Mar 2025

View Transitions

document.startViewTransition() wraps a state update. Elements with matching view-transition-name values morph between their old and new positions automatically. The browser generates ::view-transition-old and ::view-transition-new pseudo-elements, animating between them with a cross-fade by default. Custom keyframes override the default.

View Transitions

view transitions
Spring physics
Verlet integration
OKLCH color
Perceptual space
Fluid type
CSS clamp()

The View Transitions API lets the browser animate between two DOM states with a screenshot-and-crossfade mechanism. This demo drives a list-to-detail navigation: clicking a row transitions the entire panel, with named elements morphing between states.

How the API works

document.startViewTransition(() => {
  // Mutate DOM state here
  setState(newState);
});

The browser takes a screenshot before the callback runs, then a second screenshot after. It renders both as pseudo-elements — ::view-transition-old(root) and ::view-transition-new(root) — and plays a crossfade between them. The duration and easing are fully customizable with CSS.

Named transitions

Elements can opt into independent animations via view-transition-name. When both the old and new DOM have an element with the same name, the browser morphs between them with a shared-element transition rather than a full-page crossfade.

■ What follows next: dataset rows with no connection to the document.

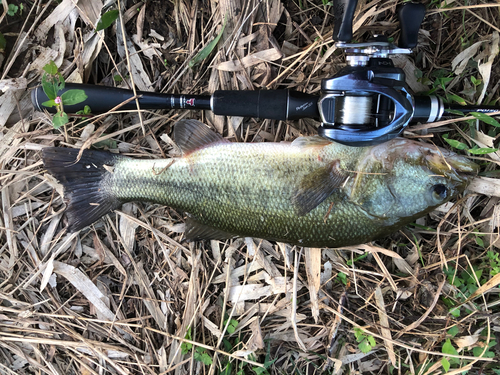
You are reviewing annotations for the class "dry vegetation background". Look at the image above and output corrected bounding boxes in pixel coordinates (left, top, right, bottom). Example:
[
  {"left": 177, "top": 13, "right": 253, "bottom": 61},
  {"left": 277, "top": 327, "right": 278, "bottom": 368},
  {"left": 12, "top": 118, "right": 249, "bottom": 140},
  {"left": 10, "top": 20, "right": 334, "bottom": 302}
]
[{"left": 0, "top": 0, "right": 500, "bottom": 374}]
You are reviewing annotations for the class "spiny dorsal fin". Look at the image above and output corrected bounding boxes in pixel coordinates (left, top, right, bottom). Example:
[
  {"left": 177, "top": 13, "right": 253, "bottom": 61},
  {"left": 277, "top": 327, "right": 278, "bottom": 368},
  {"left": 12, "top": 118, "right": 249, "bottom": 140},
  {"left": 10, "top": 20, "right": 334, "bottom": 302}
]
[
  {"left": 184, "top": 216, "right": 236, "bottom": 241},
  {"left": 292, "top": 135, "right": 332, "bottom": 148},
  {"left": 174, "top": 120, "right": 229, "bottom": 154},
  {"left": 293, "top": 160, "right": 349, "bottom": 216}
]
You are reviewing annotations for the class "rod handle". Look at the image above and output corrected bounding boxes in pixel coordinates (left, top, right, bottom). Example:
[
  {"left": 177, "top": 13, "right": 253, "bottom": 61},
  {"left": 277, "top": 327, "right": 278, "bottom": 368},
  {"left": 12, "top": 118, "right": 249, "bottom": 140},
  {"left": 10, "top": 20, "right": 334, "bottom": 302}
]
[
  {"left": 398, "top": 2, "right": 425, "bottom": 48},
  {"left": 332, "top": 0, "right": 358, "bottom": 42},
  {"left": 212, "top": 90, "right": 319, "bottom": 120}
]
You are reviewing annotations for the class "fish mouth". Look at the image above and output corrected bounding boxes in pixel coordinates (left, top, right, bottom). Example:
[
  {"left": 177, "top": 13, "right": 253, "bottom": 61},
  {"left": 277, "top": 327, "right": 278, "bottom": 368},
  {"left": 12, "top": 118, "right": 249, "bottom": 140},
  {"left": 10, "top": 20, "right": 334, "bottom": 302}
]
[{"left": 424, "top": 147, "right": 479, "bottom": 191}]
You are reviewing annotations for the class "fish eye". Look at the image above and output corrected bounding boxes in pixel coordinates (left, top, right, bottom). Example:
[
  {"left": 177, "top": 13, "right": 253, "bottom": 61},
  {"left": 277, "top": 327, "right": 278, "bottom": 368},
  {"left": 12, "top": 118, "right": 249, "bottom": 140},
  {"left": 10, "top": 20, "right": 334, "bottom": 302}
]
[{"left": 432, "top": 184, "right": 448, "bottom": 201}]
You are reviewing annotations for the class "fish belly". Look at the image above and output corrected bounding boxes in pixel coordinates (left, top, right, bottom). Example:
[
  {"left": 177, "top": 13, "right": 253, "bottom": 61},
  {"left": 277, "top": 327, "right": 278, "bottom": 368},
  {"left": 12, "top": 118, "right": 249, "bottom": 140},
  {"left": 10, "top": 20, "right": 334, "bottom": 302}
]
[{"left": 105, "top": 143, "right": 376, "bottom": 247}]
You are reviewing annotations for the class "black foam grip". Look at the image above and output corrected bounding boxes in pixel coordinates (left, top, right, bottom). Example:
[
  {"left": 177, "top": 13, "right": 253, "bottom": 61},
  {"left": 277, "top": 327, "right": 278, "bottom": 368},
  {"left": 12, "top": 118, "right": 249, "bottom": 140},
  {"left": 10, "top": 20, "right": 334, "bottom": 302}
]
[
  {"left": 398, "top": 3, "right": 425, "bottom": 48},
  {"left": 332, "top": 0, "right": 358, "bottom": 42}
]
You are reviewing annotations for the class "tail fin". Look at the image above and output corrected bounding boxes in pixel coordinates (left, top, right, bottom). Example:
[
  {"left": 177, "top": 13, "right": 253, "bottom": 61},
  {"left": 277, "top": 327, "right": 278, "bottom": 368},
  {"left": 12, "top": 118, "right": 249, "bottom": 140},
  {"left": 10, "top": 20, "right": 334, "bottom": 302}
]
[{"left": 42, "top": 147, "right": 121, "bottom": 232}]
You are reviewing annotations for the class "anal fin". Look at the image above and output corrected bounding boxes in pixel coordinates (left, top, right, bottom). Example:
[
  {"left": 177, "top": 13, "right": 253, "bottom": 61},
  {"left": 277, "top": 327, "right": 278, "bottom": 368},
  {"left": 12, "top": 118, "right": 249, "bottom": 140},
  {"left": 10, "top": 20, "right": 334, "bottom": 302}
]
[{"left": 292, "top": 160, "right": 349, "bottom": 216}]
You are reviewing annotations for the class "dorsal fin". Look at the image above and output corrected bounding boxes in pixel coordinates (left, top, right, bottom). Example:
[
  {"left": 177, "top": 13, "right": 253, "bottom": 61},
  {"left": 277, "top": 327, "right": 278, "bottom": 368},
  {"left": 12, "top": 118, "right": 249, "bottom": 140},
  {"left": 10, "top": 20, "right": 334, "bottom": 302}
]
[
  {"left": 293, "top": 160, "right": 349, "bottom": 216},
  {"left": 174, "top": 120, "right": 229, "bottom": 154},
  {"left": 292, "top": 135, "right": 332, "bottom": 148}
]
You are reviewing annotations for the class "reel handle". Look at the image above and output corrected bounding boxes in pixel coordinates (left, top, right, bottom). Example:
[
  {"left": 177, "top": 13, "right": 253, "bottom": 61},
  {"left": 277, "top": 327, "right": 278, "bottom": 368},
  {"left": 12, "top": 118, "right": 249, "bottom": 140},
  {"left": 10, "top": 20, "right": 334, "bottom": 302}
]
[{"left": 332, "top": 0, "right": 358, "bottom": 42}]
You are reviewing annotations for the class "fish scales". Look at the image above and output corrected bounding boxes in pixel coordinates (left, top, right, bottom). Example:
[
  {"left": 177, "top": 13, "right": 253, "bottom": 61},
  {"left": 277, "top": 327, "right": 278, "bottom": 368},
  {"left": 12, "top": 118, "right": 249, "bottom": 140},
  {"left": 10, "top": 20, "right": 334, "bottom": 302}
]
[
  {"left": 43, "top": 120, "right": 477, "bottom": 247},
  {"left": 108, "top": 143, "right": 373, "bottom": 244}
]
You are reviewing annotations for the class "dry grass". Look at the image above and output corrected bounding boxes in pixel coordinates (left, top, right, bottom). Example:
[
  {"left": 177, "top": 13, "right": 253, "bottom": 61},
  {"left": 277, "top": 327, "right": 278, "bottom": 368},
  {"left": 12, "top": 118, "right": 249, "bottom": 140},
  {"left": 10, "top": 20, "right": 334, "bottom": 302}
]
[{"left": 0, "top": 0, "right": 500, "bottom": 374}]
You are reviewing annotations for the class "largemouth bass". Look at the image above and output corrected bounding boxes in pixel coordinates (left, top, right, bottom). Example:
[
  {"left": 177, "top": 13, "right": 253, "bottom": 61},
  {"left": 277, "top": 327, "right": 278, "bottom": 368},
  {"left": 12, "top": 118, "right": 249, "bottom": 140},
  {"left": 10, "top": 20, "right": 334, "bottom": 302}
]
[{"left": 43, "top": 120, "right": 478, "bottom": 247}]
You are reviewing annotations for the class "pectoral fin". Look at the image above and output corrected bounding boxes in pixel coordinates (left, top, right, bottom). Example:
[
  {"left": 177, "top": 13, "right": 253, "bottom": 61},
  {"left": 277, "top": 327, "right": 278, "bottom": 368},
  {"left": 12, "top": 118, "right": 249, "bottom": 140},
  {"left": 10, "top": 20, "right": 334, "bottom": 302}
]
[
  {"left": 185, "top": 216, "right": 236, "bottom": 241},
  {"left": 293, "top": 160, "right": 349, "bottom": 216}
]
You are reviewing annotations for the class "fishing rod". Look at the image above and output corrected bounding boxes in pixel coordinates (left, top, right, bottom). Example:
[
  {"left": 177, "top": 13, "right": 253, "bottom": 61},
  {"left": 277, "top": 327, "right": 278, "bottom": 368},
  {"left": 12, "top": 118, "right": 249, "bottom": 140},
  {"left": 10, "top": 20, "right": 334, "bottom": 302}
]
[{"left": 31, "top": 0, "right": 500, "bottom": 146}]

/* The element moves and resizes between states */
.list-item { view-transition-name: vt-item-1; }
.detail-view { view-transition-name: vt-item-1; }

The demo assigns names dynamically based on item id, so each row has its own named transition.

Progressive enhancement

The API is wrapped in a feature check:

if ("startViewTransition" in document) {
  document.startViewTransition(update);
} else {
  update();
}

Browsers without the API still navigate — they just don't animate. No polyfill needed.